Now that we have learned the necessary operations, we can understand the operations of the regression function. If you would like to build your own regression module, reconstruct the scripts form Chapter 7. In this lesson, we will use the statsmodels OLS method to reconstruct and compare statistics from an OLS regression. 

Recall that we estimate the vector of beta parameters for each variable with the equation:

$\beta = (X'X)^{-1}X'Y$

Each estimated $\beta$ value is multiplied by each observation of the relevant exogenous variable estimate the effect of the value on the endogenous, $Y$, value.

We will run a regression In order to estimate the parameters, we will need to import data, define the dependent variable and independent variables, and transform these into matrix objects. 

Let's use the data from chapter 6 with the addition real GDP per capita. This combined set of data is saved in the repository as a file created in chapter 8.

In [None]:
# We now can use this linear algebra to calculate the betas in our regression. 

# Now we will import data and run a regression

In [None]:
import pandas as pd
import statsmodels.api as sm

# download madison economic data from the source document.
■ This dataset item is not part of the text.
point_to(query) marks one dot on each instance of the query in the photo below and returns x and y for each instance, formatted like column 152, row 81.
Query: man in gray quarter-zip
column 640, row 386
This GDP data goes back far
# to virtually the beginning of recorded economics
mgdp = pd.read_excel(
    "https://www.rug.nl/ggdc/historicaldevelopment/maddison/data/mpd2020.xlsx",
                    index_col = [0,2],
                    parse_dates = True,
                    sheet_name = "Full data")
mgdp

In [None]:
# use the excel file that we downloaded previously on the economic freedom of the world
# 2022 master data. We are planning to incorporate the above data into this EFOTW data

# make sure to parse_dates so that pandas recognizes dates correctly


filename = "efotw-2022-master-index-data-for-researchers-iso.xlsx"
data = pd.read_excel(filename,
                    index_col = [2,0],
                     header = [0],
                     sheet_name = "EFW Panel Data 2022 Report")


data

In [None]:
# transform names so that they are more easily understandable. We have done this before in 
# previous lessons

rename = {"Panel Data Summary Index": "Summary",
         "Area 1":"Size of Government",
         "Area 2":"Legal System and Property Rights",
         "Area 3":"Sound Money",
         "Area 4":"Freedom to Trade Internationally",
         "Area 5":"Regulation"}

# this will drop all rows with only null values and rename columns based on the above 

data = data.dropna(how="all", axis = 1).rename(columns = rename)
data

In [None]:
# we now concatenate the mgdp data into the 
data["RGDP Per Capita"] = mgdp["gdppc"]
data

In [None]:
# delete standard deviation column
del  data["Standard Deviation of the 5 EFW Areas"]

In [None]:
data

In [None]:
data.reset_index(inplace = True)
data["Year"] = data["Year"].astype(str).astype("datetime64[ns]").sort_index()
data = data.set_index(["ISO_Code_3", "Year"]).sort_index()
data

In [None]:
years = np.array(sorted(list(set(data.index.get_level_values("Year")))))
years = pd.date_range(years[0], years[-2], freq = "AS")
countries = sorted(list(set(data.index.get_level_values("ISO_Code_3"))))
index_names = list(data.index.names)
multi_index = pd.MultiIndex.from_product([countries, years[:-1]], names = data.index.names)
data = data.reindex(multi_index)
data

In [None]:
# we now save this file in an excel file
data.to_excel("EFWAndRGDP.xls")

In [None]:
# inspect the keys of this file
data.keys()

In [None]:
# select subset for analysis
data = data[data.keys()[3:]]
data

In [None]:
# sort data in the by the index columns (previously defined first as iso code second as year)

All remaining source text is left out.